Architecture overview of “boxes and glue”#

Here is an attempt go give you an overview of the “boxes and glue” PDF typesetting library

There is a high level API (the frontend) and a low level API. Both can be used to create PDF documents. While the frontend gives you ready to use data structures and methods, you can still use the backend and create all the items yourself.

The frontend#

The typesetting frontend knows about these building blocks:

font sources: A font source represents a physical font file (OpenType, TrueType).
font families: font families group font sources together to ease switching to different font styles and weights.
document: This is the main object and represents a PDF document.
page: A document contains pages and each page has vertical lists (vlist nodes) containing typesetting material.
text: a text element is a hierarchical data structure which contains paragraphs and font switches and other elements such as hyperlinks.

The backend#

The backend has all low level functions to handle typesetting (basic font loading and accessing, language handling and hyphenation, justification of paragraphs, ...). It also contains the logging API that is used in the frontend can which can be used in the underlying application.

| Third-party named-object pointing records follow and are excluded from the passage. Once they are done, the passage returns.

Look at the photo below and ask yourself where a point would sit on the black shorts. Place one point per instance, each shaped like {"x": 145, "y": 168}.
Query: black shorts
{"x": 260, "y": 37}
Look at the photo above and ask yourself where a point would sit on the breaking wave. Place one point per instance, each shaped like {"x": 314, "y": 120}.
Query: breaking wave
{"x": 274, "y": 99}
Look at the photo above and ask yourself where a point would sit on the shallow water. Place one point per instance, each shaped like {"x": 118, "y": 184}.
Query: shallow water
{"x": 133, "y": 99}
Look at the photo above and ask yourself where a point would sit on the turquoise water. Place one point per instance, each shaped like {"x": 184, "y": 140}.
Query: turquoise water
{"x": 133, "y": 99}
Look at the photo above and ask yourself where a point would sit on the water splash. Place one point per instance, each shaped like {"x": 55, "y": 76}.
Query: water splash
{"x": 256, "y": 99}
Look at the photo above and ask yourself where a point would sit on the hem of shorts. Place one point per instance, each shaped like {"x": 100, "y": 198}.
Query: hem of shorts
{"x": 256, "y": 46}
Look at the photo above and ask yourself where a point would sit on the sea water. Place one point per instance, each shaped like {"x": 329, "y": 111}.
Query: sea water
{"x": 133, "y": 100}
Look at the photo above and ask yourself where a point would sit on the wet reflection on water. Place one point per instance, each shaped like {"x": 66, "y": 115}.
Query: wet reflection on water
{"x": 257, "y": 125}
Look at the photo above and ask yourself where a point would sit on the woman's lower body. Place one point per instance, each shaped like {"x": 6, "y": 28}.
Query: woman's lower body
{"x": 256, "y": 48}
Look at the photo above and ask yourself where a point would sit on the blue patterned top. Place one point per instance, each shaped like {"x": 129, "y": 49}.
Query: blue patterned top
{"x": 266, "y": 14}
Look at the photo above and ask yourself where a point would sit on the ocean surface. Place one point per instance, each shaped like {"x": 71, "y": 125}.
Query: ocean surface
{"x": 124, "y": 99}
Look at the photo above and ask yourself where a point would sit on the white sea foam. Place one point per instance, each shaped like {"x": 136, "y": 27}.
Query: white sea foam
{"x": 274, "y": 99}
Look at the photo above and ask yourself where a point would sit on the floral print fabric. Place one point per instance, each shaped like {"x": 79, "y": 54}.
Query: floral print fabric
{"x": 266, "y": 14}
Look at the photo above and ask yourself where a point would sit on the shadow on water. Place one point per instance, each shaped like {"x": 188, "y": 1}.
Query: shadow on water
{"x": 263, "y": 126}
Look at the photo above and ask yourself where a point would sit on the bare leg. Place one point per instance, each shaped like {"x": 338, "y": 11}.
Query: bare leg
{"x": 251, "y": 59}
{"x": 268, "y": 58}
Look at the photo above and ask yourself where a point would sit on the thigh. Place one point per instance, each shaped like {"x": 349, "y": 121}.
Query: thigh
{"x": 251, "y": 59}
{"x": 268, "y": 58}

Noteworthy parts of the backend library#

nodes: The most important part of boxes and glue are items called “node”. A node is a small data unit which can contain for example a letter (glyph), a language information or an image.
Line breaking algorithm: The famous Knuth and Plass optimum fit line breaking algorithm is implemented in the backend. This also known from the typesetting software called TeX. It also handles hanging punctuation and font expansion.
Hyphenation: The pattern based hyphenation algorithm by Franklin Mark Liang is part of the boxes and glue backend.